Le message était déjà clair au départ de Paris, encore plus à Porto : on allait « essayer » d’atterrir. Je n’aime pas trop le mot « essayer », surtout quand on parle de poser un bout de ferraille plein de kérosène et de chair humaine sur un bout de tarmac, à quelque chose comme 200 km/h. Toujours est-il que les deux coucous avant nous ont réussi à se poser, à la faveur d’un coup de calme. Alors on s’est approchés, nous aussi. On voit la piste à tribord, on vire sur l’aile au ras des flots et ça remue déjà pas mal.

Approche finale, la piste se laisse apercevoir un dernier instant et on se dit que c’est bon, ça va passer. Rafale. L’avion pivote de beaucoup trop de degrés autour de son axe, l’aile pointe au sol et n’est pas bien loin de toucher la piste ou le début de la piste, je ne me souviens plus bien mais je me suis dit « ah, là, c’est bon », chose que je ne me dis jamais. Ce ne fut finalement pas bon grâce aux réflexes du commandant qui en deux coups de manches réussit à nous stabiliser de nouveau. Trop tard. Piste trop courte. Remise des gaz obligatoire car si on se posait, on finissait à la baille. Quiconque a vu la piste à Madère sait de quoi je parle.

Alors on s’est retrouvés à Porto de nouveau. Puis à un hôtel en pleine nuit, avec un buffet gargantuesque. Le décollage était prévu le lendemain matin mais il n’en fut rien. Obligés de passer une journée là, hors programme, hors volonté, hors envie, hors tout. Tout le contraire du voyage prévu, planifié, rêvé et désiré. On fait quoi dans ces cas-là ? On improvise. On chausse les godasses, le sac photo et on enquille les kilomètres comme on peut, à la recherche du coin mignon, du coin joli et des bonnes choses.

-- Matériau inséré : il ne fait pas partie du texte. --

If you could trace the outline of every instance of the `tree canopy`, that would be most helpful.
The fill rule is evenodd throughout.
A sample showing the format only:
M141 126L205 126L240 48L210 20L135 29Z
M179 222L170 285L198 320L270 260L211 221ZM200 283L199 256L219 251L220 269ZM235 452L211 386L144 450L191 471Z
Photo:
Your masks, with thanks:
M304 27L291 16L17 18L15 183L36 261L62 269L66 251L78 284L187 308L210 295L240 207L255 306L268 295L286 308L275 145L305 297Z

La zone de Mira (on logeait à la Quinta da Lagoa, un fort bel endroit soit dit en passant) est riche de marécages, de canaux et de dunes. Le programme semblait donc tout trouvé : se balader au milieu des eucalyptus, arpenter la forêt dunaire et poser son cul au bord de l’océan Atlantique au pied des dunes de Mira. Dont acte.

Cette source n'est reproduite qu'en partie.